Mayor Daniel Lurie has tapped Michael Levine, a Massachusetts Medicaid executive, to lead San Francisco's Department of Homelessness and Supportive Housing — making him the latest in a growing roster of outsiders recruited to tackle the city's seemingly intractable drug and homelessness crises.

Levine's appointment isn't random. He previously worked alongside SF Health Department head Daniel Tsai during a four-year stint on Massachusetts Medicaid, which at least suggests some institutional chemistry. Whether that translates to results on the streets of the Tenderloin and SoMa remains very much an open question.

Let's be honest about the track record here. San Francisco spends north of $600 million a year on homelessness services. The city has cycled through leadership, strategies, and acronyms — and yet the tent encampments persist, the shelters remain underfunded relative to demand, and taxpayers keep writing bigger checks with diminishing confidence that the money is doing what it's supposed to do.

Bringing in outside talent isn't inherently a bad move. Fresh eyes can identify the bureaucratic bloat and institutional inertia that insiders have learned to ignore. But "outsider" status cuts both ways. San Francisco's homelessness crisis is uniquely tangled — driven by sky-high housing costs, permissive drug policies, a labyrinth of nonprofit contracts, and decades of political dysfunction. Understanding those dynamics takes more than a good PowerPoint deck.
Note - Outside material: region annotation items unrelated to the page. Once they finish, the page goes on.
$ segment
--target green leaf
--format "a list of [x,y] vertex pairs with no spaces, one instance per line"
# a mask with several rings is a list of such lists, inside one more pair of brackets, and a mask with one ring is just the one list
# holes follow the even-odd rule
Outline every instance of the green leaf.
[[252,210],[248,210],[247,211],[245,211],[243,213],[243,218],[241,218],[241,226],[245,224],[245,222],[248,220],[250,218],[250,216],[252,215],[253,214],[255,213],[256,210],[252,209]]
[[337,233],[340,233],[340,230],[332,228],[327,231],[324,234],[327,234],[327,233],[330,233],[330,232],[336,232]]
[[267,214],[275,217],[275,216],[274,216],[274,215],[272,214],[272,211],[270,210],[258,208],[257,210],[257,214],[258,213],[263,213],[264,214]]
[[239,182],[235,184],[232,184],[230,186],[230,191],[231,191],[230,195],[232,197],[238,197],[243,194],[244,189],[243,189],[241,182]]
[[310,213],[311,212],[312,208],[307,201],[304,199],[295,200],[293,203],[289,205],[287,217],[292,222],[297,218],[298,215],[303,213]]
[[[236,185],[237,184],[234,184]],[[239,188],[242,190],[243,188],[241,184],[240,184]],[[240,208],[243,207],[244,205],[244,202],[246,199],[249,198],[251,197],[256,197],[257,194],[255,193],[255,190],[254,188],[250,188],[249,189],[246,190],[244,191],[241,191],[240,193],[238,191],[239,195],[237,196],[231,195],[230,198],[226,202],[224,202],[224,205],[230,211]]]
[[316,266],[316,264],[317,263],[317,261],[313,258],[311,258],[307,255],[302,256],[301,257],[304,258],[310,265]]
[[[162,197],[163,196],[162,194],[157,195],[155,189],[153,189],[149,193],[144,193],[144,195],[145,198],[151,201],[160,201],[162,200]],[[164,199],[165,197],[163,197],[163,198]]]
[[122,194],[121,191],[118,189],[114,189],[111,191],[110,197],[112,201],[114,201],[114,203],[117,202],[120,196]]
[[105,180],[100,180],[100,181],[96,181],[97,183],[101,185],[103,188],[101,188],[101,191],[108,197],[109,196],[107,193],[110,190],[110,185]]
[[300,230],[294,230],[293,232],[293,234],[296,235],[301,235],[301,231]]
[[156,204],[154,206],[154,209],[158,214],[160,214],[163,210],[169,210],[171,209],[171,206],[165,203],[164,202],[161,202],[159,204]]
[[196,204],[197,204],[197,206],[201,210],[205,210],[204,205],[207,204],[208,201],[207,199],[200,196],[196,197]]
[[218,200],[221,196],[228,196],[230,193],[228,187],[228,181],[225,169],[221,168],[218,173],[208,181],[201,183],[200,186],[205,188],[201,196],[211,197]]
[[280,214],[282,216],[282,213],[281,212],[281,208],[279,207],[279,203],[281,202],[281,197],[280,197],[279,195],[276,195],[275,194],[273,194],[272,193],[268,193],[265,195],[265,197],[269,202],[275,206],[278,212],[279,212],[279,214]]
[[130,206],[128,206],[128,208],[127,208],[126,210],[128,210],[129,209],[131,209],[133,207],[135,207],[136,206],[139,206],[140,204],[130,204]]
The real test for Levine won't be his credentials. It'll be whether he's willing to do the uncomfortable work: audit where the money actually goes, demand measurable outcomes from service providers, and push back against the entrenched nonprofit-industrial complex that has turned homelessness into a permanent industry rather than a solvable problem.

Lurie clearly wants to build his own team. That's his prerogative. But San Franciscans — the ones stepping over needles on their morning commute and watching their tax dollars evaporate — deserve more than another appointment announcement. They deserve accountability. And results.

Welcome to San Francisco, Mr. Levine. The clock is ticking.